PhD Progress: Automatic Environment Learning

I have recently been working on a mutation operator which creates new rules using the known predicates of the environment. For instance, adding cl(X) to a rule not already containing cl(X) but does mention this X. However, a problem this process introduces is the problem of creating rules which are differing duplicates (essentially are the same rule, but are worded differently, such as the on(X,Y) -> B and on(X,Y) & abv(X,Y) -> B case) and creating completely useless rules (on(X,Y) & onFl(X) -> B case). Furthermore, this process can intrtoduce negation, so that needs to be accounted for as well.
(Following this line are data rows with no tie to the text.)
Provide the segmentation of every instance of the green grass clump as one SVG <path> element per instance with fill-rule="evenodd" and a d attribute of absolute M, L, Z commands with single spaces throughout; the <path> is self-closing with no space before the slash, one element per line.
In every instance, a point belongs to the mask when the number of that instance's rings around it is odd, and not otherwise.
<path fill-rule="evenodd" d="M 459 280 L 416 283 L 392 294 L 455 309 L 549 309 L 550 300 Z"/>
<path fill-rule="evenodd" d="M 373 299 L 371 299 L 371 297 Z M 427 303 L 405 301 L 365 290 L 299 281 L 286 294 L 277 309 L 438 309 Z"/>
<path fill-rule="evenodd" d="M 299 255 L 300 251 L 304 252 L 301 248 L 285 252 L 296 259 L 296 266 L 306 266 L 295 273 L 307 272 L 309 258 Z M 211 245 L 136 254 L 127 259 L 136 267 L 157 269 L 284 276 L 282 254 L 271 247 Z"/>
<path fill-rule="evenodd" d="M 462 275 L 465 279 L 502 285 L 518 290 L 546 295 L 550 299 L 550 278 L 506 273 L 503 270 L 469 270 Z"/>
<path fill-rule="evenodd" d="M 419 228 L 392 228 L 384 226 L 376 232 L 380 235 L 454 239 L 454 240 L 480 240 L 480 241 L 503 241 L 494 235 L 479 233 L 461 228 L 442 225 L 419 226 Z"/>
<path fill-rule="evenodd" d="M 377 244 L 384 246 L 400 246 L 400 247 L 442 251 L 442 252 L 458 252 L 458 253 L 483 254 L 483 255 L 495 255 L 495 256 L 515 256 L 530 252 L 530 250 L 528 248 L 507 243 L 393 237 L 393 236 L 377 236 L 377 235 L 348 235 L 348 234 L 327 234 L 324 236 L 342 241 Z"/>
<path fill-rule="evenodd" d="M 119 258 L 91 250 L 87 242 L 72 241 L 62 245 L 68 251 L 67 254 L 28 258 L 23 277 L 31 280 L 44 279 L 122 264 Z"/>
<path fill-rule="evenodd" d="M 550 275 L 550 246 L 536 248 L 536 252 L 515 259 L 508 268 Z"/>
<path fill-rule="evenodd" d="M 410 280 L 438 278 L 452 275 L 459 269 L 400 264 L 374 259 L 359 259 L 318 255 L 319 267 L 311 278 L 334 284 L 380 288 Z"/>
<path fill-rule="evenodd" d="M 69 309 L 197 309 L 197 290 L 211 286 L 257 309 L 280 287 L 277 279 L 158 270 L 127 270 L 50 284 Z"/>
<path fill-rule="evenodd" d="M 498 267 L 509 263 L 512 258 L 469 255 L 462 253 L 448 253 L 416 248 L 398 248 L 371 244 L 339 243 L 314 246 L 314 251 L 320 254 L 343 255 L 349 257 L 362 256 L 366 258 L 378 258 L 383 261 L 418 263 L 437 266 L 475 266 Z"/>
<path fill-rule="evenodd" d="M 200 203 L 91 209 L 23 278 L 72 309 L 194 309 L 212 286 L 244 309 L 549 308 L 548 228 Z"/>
I have so far got around this by using existing background knowledge to check rules, and also introducing a new form of background knowledge (well it is still the same) which isn’t evaluated by the JESS compiler, but is still a valid and legal rule for the environment. However, as I wrote up these rules, I realised that I am essentially telling the agent the dynamics of the environment, which a smarter planning agent could use to achieve its needs. Which isn’t really a bad idea at all, perhaps something I’ll check out later. Anyway, I thought of a new agent measure to learn the environment,

Because the agent can spend so much time in the environment, it should be able to learn the dynamics of the environment by itself, and learn which conditions are always together, and which are apart. By allowing the agent to learn the environment, this means that every background knowledge rule doesn’t have to be declared by the environment designer, only the ones that are required for asserting predicates automatically need be.

The problem this task faces is firstly extra overhead, but as all of the data about the state has already been collected, the agent need only sort and check it against its current beliefs of the environment’s structure. The second problem is deciding when to stop checking the environment. Because the agent only checks the environment for the first few episodes (for covering purposes), it may find its belief’s of the environment to be short-sighted. Like many learning mechanisms of the agent, it may just have to be settled after a number of episodes or something and only forcefully checked when the agent covers new rules and maybe for the first few pre-goal states.

This learning mechanism may have the capability of learning major shifts in the environment, but for now it can just learn constant rules for the entire environment.

The mechanism operates by maintaining three lists for each (non-type) condition: sometimes true, never true, and always true (Both, False, True). Whenever the agent encounters a state, it evaluates the conditions and their relation against other conditions (with each condition in simplified variable form). So initially, after one state has been seen, all currently true conditions are in the True list and all other conditions in the environment are in the False list. For each state seen after this, conditions in either list can either stay where they are, or shift to Both list. Eventually, after a number of states, the observed behaviour will be stabilised for X steps (and have seen Y pre-goals), so the agent can actively scanning the state and focus on learning which rules work.

There is a natural bonus to this system as well. I’m still not 100% sure if it’s foolproof (I’m sure any logical programming book will be able to confirm it for me), but the system of implication allows conditions to be more quickly spread across other conditions. For example, highest(X) -> clear(X), and clear(X) -> !on(?,X). Therefore, highest(X) -> !on(?,X). This may just be learned automatically anyway, but it may be beneficial to be aware of this.

This mechanism can be built into the existing covering class (as a separate class) which could be merged with the known ranges member. Ranges could be a problem too…